Later, Appellant commenced proceedings per Rule 24.0351 to vacate the convictions.2 The motion court denied relief without an evidentiary hearing.3 This appeal followed.4
Appellant’s brief presents one point relied on, which reads:
The motion court clearly erred in denying Appellant’s Rule 24.035 motion ... without an evidentiary hearing because Appellant pleaded facts not refuted by the record which if true warranted relief in that Appellant alleged he was subjected to unconscionable and unconstitutional pretrial detention in Butler County Jail which rendered his New Madrid County pleas involuntary, which pleas were entered the same day as pleas of guilty to Butler County charges. Appellant pleaded guilty to all offenses rather than risk return to the alleged unconstitutional pretrial conditions of confinement.

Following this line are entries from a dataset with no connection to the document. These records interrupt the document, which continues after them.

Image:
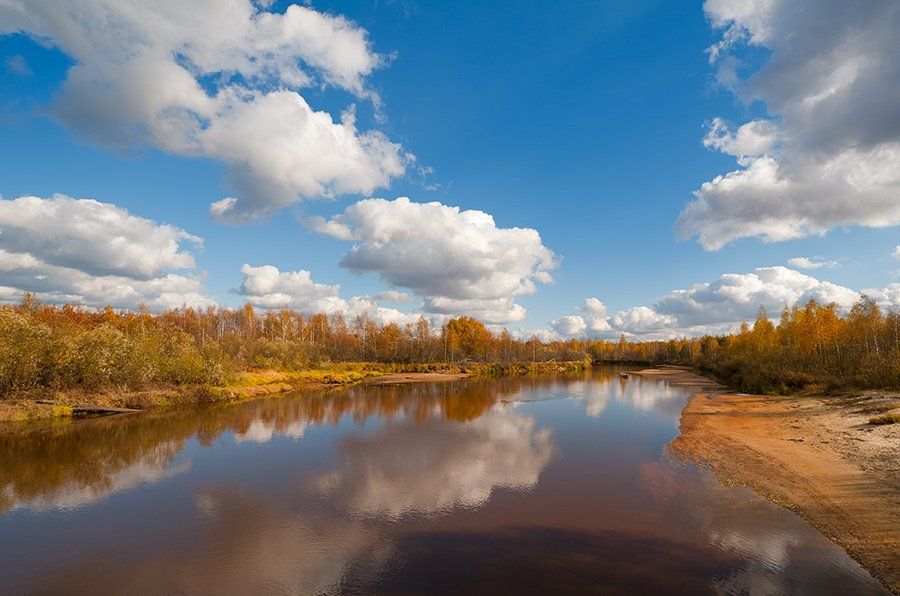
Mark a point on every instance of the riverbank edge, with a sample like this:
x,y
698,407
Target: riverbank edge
x,y
43,405
781,448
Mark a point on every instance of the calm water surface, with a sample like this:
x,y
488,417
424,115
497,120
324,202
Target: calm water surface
x,y
531,485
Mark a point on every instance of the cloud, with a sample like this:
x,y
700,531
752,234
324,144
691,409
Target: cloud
x,y
723,304
813,263
458,261
594,321
571,325
219,79
83,251
828,153
17,64
391,296
269,288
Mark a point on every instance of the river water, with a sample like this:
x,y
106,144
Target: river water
x,y
559,484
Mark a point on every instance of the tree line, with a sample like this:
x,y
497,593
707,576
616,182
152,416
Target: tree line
x,y
60,347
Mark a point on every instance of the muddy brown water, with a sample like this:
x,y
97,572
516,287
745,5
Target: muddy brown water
x,y
560,484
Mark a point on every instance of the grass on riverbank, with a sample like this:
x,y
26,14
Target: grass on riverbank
x,y
243,385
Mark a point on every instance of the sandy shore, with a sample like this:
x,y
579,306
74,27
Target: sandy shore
x,y
817,456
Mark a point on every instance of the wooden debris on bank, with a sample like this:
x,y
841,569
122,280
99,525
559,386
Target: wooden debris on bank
x,y
82,409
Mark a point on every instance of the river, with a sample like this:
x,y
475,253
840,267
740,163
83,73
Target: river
x,y
559,484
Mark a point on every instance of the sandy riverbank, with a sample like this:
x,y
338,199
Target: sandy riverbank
x,y
817,456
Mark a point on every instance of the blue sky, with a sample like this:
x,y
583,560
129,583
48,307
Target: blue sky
x,y
582,120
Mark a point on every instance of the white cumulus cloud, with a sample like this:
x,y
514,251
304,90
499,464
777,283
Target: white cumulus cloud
x,y
813,263
267,287
84,251
828,153
219,79
459,262
716,307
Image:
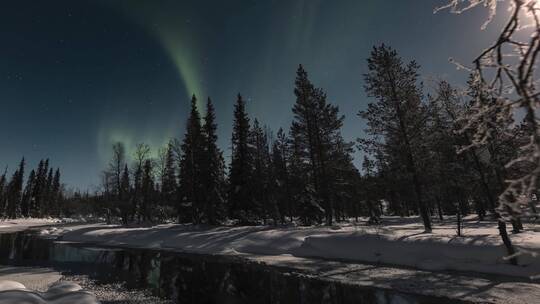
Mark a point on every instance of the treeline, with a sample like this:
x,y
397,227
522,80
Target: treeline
x,y
40,196
423,155
413,163
304,174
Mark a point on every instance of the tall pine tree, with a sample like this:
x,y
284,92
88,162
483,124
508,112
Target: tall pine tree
x,y
240,194
212,169
190,167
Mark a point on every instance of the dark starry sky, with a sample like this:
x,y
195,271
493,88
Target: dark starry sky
x,y
76,76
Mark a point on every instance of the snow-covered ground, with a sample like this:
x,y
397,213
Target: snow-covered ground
x,y
12,292
14,225
397,241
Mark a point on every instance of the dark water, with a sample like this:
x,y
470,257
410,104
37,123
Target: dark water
x,y
189,278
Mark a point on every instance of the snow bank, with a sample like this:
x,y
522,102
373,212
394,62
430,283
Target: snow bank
x,y
20,224
398,242
61,293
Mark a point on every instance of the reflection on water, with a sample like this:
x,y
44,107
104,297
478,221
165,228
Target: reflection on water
x,y
188,278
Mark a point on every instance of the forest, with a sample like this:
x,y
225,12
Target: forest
x,y
447,151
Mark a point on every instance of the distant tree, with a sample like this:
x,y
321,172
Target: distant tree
x,y
190,167
39,189
28,194
370,189
141,155
316,131
3,192
263,205
212,170
124,196
281,176
396,121
116,166
47,196
148,191
56,194
14,194
169,184
240,173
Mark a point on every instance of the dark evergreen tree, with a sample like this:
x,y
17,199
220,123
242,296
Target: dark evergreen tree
x,y
263,205
148,192
240,194
212,170
125,196
397,119
14,194
28,194
316,132
3,193
56,194
280,176
35,200
190,168
169,183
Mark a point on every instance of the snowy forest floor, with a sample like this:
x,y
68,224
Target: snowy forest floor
x,y
396,241
395,255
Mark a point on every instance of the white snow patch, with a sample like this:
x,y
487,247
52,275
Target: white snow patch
x,y
400,241
12,292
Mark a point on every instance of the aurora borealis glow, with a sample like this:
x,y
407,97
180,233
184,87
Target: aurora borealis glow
x,y
76,76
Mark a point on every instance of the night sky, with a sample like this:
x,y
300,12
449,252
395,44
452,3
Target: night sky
x,y
76,76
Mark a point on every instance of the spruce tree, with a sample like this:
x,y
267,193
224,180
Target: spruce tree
x,y
240,174
125,196
398,116
28,194
280,176
213,169
48,194
316,131
3,193
190,170
148,191
34,207
168,180
56,194
15,192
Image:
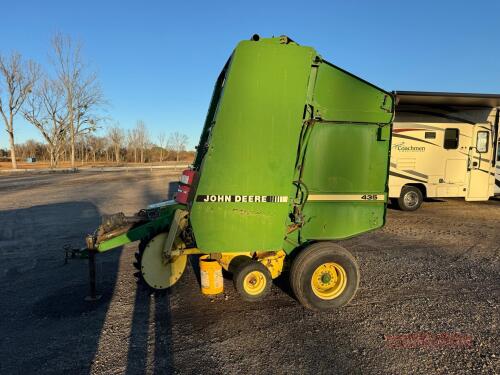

Appellant’s guilty pleas in CR290-205F and CR290-250F were entered at a single hearing, one plea immediately after the other. The transcript of that hearing reveals Appellant had previously received a 15-year sentence in Butler County. The plea agreement referred to in the first paragraph of this opinion specified the consecutive sentences in CR290-205F and CR290-250F would run concurrently with the Butler County sentence. The New Madrid County plea court honored the agreement.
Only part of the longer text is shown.